The event will see more than 1000 final year engineering students from 11 disciplines showcase their projects and products to industry and the public, from coffee bricks to three-digit prosthetic hands.
Dr Srikanth Venkatesan, a senior lecturer in the School of Engineering, tested and developed the coffee bricks with the help of engineering students Senura Kohombange and Anthony Abiad.
Dr Venkatesan says as a regular cappuccino drinker he was inspired to find a solution to the waste he was making each day.
‘The biggest challenge is ensuring the addition of spent coffee grinds does not lead to a reduction in strength of concrete, and this is the focus of further testing and development to make this product viable for use in real-world applications,’ he says.
Engineering honours students Senura Kohombange says it seems fitting they are working on the project in Melbourne, given the city’s thriving coffee culture.

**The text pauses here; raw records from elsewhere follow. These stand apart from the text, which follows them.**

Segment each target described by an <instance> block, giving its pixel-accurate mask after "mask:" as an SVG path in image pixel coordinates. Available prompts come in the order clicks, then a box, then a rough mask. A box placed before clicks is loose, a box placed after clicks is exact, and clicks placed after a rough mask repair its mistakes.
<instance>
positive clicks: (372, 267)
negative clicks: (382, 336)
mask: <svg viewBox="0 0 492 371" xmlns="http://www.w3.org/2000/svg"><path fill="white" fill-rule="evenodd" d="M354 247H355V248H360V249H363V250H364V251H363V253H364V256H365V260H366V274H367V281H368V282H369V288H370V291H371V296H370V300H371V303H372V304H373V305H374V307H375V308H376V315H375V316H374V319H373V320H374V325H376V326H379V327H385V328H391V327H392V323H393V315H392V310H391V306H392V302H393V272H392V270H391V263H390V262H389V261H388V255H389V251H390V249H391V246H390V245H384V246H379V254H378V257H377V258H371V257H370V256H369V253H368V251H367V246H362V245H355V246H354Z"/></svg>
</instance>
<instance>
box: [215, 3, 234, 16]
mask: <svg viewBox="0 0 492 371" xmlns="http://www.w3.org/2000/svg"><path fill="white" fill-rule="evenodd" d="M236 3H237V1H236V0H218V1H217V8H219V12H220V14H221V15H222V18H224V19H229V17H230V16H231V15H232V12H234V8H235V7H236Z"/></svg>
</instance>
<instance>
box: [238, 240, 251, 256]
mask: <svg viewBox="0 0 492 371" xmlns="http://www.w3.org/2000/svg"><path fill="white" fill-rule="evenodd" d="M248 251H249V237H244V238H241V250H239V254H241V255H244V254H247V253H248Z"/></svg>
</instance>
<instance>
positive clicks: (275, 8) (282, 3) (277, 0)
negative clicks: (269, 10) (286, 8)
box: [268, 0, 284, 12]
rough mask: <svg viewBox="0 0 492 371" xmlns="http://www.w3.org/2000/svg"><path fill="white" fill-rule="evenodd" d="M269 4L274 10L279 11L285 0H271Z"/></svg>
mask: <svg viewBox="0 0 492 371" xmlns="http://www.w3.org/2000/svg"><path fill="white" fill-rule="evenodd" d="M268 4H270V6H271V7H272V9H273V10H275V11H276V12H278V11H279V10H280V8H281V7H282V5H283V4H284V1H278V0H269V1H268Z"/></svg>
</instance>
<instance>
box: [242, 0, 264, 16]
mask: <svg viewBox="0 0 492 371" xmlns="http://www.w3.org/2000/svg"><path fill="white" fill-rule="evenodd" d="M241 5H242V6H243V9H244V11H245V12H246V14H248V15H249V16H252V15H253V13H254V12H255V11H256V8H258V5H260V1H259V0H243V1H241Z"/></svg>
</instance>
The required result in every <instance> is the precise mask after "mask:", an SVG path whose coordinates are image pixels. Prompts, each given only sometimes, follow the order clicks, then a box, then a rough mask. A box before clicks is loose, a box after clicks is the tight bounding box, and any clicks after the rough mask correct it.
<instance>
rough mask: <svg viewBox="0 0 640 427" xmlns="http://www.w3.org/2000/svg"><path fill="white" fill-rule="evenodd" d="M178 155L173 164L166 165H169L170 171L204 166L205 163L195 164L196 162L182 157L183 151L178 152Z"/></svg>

‘We are very excited to present the project, share the idea with others and showcase how some innovative thinking can turn a waste product into an everyday construction material,’ he says.
There were an estimated 2600 cafes in the City of Melbourne alone in 2017, producing about 156,000kg of coffee-ground waste every month.
Executive Dean School of Engineering, Distinguished Professor Adrian Mouritz said RMIT was proud to produce the next generation of engineers who were designing solutions to real world problems.
‘EnGenius takes engineering out of the classroom and brings it to life,’ he says. ‘Many of these projects focus on making our world a better place, be it more inclusive or more sustainable.
‘Meaningful partnerships and events like EnGenius provide opportunities for industry to meet its future workforce and students to connect with employers.’